Hay varios indicios de ese cambio. El primero es profesional. Tras una etapa muy marcada por el cine de autor, su carrera se orientó hacia producciones cada vez más grandes. Dune lo convirtió en héroe de una importante saga y Wonka lo situó en un musical familiar pensado para el gran público. No hay nada extraño en ello — muchos actores alternan prestigio con algo más generalista —, pero en su caso el desplazamiento coincidió con una transformación que traspasa lo profesional. Cambió todo. Cambió él.
Otro elemento clave fue su vida mediática. Durante años, Chalamet parecía pertenecer a un tipo de celebridad más discreta, pero su relación con Kylie Jenner lo introdujo en un mundo de exposición que a pocos nos encajaba con el actor, pero que ha llevado con gusto. Y por este lado, poco tengo que decir. Famosos con famosos, nada nuevo por aquí. Pero es cierto, que de repente, el actor empezó a aparecer en eventos más vacíos, fotografías de paparazzi y titulares respecto a sus citas amorosas. El chico del cine de autor empezaba a convertirse en una celebrity.
Además, el chico culto y moderno, comenzó a tener sus polémicas. Todo esto ha cambiado la imagen que teníamos de él. Una de las más recientes surgió cuando afirmó que disciplinas como el ballet o la ópera habían perdido relevancia para el público, comentarios que provocaron críticas en el mundo cultural.
Pero donde quiero enfocarme, es en el verdadero cambio: la evolución de su propia masculinidad. Durante sus primeros años de fama, Chalamet parecía encarnar una versión distinta del protagonista masculino. Su apariencia delicada, su forma de vestir y su sensibilidad lo situaban en un territorio admirado por el público romántico, especialmente femenino. Era, en cierto modo, una figura que rompía con la idea del hombre dominante o hipermasculino.

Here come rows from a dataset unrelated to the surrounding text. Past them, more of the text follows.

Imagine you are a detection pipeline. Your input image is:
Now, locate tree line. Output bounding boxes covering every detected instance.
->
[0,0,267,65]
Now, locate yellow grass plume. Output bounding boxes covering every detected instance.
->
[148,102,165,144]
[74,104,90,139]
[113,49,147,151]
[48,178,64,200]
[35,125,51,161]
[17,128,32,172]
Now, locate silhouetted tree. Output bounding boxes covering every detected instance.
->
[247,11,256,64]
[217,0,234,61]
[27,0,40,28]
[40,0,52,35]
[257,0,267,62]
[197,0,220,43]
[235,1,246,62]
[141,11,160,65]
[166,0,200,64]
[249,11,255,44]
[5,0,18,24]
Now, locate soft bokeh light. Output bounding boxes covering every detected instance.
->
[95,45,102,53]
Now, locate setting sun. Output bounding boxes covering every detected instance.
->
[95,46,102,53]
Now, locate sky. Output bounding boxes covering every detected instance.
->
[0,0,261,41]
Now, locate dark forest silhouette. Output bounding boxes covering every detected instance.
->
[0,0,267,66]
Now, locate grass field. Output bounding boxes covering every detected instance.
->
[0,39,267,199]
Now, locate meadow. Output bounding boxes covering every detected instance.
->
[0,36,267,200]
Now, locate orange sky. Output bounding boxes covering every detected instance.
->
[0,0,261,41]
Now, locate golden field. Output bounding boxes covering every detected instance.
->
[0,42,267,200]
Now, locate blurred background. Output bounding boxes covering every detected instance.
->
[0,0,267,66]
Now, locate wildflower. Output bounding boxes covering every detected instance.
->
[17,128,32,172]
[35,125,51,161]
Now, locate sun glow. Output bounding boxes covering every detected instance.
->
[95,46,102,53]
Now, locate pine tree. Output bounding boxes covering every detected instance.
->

Hoy esa imagen se ha desplazado hacia algo más normativo. Sigue siendo elegante, sigue siendo un icono de moda, pero su presencia pública encaja mucho más con un modelo masculino básico: protagonista de superproducciones, pareja de una celebridad, protagonista en grandes campañas publicitarias, acompañado de raperos y hombres polémicos. No es una transformación sin más, es muy significativa.
Este cambio también coincide con un momento cultural muy concreto. En los últimos años se percibe un giro hacia posiciones más conservadoras o más tradicionales en cuestiones de identidad y representación. En la cultura pop también se reflejan esas corrientes.
Y ahí aparece otra pregunta interesante: ¿cuánto hay de estrategia en todo esto? Chalamet siempre ha demostrado una ambición artística muy clara. En varias entrevistas ha hablado abiertamente de su deseo de alcanzar la excelencia como actor, de construir una carrera importante, de ser recordado. Esa ambición podría explicar muchas de sus decisiones.
Y en su último proyecto, Marty Supreme, parece jugar precisamente con esa frontera entre actor y personaje. Es inevitable preguntarse si esa estética responde a una estrategia consciente de fusionar la identidad del actor con la del personaje, algo que Hollywood ha explotado muchas veces. Pero también existe otra posibilidad, quizá más simple: que estemos viendo a Timothée Chalamet siendo simplemente Timothée Chalamet. Es decir, un actor joven que está creciendo, cambiando de intereses, explorando distintos territorios y adaptándose a una industria que exige reinventarse.
En ese sentido, Timothée Chalamet sigue siendo una figura fascinante precisamente por esa ambigüedad. No sabemos del todo si estamos viendo la evolución natural de un actor ambicioso, una estrategia de marketing o simplemente el proceso inevitable por el cual un actor se transforma cuando crece en Hollywood. Y quizá ese misterio es lo que hace que todavía resulte tan interesante observarlo.